Tuesday, May 18, 2010

Linux issues

Linux is often mentioned as a reliable server platform. In the last few days I got two error messages from users that really caused confusion:

The first case is running a large GAMS job, that terminates with:

*** Error: Could not spawn gamscmex, rc = 1
gams: Could not spawn gamscmex, rc = 1

After asking more questions and running a small GAMS test model that allocates > 2 GB, we could conclude the server is running out of memory and the OS starts to kill some large processes, gamscmex being one of them. The message is of course not very informative. May be perror/strerror would have given a better message.

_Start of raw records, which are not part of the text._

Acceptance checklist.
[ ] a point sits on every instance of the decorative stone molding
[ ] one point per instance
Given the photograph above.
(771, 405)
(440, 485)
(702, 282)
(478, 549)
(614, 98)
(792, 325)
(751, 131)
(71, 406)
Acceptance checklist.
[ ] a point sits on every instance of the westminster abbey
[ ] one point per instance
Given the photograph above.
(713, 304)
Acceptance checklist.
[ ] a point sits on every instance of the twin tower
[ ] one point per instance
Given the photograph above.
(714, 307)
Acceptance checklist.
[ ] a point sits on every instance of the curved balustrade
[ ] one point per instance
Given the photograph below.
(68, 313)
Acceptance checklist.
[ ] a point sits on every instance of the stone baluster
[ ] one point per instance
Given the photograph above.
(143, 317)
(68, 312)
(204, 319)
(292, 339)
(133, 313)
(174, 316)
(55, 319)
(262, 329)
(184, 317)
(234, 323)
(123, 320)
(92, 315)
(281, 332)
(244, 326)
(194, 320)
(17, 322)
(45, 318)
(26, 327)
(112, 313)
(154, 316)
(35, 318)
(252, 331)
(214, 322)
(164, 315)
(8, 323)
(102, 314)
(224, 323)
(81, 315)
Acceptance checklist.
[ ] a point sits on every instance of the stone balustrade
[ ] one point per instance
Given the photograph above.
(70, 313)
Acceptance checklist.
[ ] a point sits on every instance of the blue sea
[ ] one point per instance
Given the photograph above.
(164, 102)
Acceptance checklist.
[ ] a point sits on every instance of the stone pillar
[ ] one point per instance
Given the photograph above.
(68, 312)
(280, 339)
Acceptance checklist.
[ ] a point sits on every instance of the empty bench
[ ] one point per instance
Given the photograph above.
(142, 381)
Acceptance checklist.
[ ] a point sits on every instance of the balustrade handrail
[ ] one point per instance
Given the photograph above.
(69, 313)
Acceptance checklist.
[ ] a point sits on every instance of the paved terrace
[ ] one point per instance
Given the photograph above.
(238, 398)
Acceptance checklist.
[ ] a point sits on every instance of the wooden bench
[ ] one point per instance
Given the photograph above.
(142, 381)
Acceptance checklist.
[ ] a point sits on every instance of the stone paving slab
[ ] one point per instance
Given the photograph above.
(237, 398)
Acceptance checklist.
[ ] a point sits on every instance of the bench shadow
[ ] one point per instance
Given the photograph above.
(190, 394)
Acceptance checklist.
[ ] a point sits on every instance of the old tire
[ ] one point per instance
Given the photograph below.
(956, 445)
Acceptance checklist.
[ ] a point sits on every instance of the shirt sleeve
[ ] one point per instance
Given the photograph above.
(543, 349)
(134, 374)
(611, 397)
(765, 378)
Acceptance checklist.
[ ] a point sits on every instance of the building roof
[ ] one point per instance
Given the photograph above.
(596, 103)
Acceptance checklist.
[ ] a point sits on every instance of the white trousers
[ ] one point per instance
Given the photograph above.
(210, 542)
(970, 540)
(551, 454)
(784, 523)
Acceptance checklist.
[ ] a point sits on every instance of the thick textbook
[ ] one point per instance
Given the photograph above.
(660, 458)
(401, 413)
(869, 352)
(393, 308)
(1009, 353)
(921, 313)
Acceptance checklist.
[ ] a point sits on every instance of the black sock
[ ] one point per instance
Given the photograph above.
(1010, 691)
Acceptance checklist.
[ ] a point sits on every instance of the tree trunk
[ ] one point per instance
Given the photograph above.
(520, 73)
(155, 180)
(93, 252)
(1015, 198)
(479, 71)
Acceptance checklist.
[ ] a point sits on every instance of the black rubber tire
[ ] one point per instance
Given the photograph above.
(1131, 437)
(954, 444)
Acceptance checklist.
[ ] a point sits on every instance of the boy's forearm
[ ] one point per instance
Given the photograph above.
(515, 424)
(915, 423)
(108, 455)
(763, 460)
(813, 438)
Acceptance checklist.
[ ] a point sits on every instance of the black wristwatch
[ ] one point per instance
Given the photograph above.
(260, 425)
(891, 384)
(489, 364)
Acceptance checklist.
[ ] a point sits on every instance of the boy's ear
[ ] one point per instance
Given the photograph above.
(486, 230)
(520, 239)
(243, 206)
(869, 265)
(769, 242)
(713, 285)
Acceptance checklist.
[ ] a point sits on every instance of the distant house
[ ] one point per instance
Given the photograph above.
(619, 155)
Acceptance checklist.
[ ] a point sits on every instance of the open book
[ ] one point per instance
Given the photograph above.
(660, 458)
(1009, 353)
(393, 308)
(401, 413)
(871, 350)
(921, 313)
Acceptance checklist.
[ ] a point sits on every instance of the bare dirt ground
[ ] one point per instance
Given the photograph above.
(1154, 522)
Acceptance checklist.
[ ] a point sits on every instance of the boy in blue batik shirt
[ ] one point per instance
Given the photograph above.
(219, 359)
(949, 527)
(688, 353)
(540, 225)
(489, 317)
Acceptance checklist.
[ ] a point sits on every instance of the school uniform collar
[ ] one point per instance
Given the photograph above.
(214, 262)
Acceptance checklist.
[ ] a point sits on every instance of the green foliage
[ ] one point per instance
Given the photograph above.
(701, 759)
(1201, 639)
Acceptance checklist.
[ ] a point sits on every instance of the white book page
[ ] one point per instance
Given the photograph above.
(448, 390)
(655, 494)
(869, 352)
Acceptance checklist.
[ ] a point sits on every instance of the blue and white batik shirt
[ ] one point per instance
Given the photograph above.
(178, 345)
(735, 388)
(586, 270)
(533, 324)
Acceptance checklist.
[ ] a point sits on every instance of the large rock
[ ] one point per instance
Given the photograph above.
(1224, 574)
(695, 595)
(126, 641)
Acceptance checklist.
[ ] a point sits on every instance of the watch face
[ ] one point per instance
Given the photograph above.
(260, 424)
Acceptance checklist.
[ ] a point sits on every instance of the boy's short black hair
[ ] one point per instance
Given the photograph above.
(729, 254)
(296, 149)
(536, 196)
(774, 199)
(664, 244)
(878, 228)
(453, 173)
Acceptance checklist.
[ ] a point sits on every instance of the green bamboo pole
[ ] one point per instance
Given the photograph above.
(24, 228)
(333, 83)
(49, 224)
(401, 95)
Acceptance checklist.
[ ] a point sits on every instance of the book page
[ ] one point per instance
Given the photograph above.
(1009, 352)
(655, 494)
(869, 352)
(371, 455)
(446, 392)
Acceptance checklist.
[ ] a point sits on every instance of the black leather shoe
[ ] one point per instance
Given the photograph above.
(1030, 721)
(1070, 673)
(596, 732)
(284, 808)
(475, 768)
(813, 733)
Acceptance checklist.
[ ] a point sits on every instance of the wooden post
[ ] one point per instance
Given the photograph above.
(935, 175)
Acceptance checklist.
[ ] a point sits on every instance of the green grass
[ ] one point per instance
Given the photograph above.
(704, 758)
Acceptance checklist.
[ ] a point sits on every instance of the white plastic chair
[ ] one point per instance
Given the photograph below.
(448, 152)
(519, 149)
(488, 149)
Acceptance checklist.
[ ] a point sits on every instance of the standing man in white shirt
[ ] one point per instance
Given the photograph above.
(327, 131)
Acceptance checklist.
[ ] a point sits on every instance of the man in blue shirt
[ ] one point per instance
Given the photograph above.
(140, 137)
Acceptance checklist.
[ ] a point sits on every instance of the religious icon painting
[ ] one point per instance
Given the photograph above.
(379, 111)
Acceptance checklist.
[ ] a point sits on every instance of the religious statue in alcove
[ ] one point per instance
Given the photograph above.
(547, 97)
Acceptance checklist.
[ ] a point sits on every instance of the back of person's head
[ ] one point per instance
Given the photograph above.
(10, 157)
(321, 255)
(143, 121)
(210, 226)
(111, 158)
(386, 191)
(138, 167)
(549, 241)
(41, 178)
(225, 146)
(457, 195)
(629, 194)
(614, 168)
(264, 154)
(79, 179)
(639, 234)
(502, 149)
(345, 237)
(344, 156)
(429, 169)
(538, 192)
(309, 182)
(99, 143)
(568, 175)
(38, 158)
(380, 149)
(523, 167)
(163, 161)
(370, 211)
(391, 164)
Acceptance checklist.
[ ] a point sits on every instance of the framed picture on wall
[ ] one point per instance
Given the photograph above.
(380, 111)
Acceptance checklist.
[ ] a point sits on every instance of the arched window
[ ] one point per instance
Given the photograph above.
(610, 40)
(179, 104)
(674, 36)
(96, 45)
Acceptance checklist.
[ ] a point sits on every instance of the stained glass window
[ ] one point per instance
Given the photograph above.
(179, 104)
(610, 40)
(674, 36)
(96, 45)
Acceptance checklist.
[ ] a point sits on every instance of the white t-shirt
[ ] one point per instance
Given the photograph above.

Apparently Linux needs to get rid of processes now and then. Not thinking this through I would think it would be better if it would not kill a process but rather does not parcel out new memory to user processes (i.e. let the malloc fail as soon as memory is exhausted, instead of giving out more memory than you have). Well, anyway. It seems that candidates are processes that started recently but with lots of memory requirements (http://linux-mm.org/OOM_Killer). Here is more info about why: http://lwn.net/Articles/317814/; Linux seems to allow over-committing memory by default. One of the reasons is the fork system call: this can often cause larger memory requests than actually needed – think about a large process spawning a small process, hence the invention of allowing this over-commitment. (Here is a funny analog: http://lwn.net/Articles/104185/).

Here is another one. When gdxls encounters an error (in this case the properties file was not available or incorrectly named) it will print a Java stack trace. Well, in some cases a user saw:

GDXLS V 0.3, Amsterdam Optimization (c) 2008-2010

spcolprop.txt (No such file or directory)

Exception in thread "main" java.lang.NullPointerException
*** Got java.lang.NullPointerException while trying to print stack trace.

I suspect somehow a problem in the Java runtime here.

Good error messages are very important and can really reduce support costs. Error messages are issued when the user is possibly doing something wrong. Confusing an already confused user by a confusing error message only increases the confusion. The messages mentioned in this post are a good example of the indirect cost of lousy messages: users email the problem, even I don’t understand what is happening, and a lot of back-and-forth is needed before we can (approximately) conclude what is going on.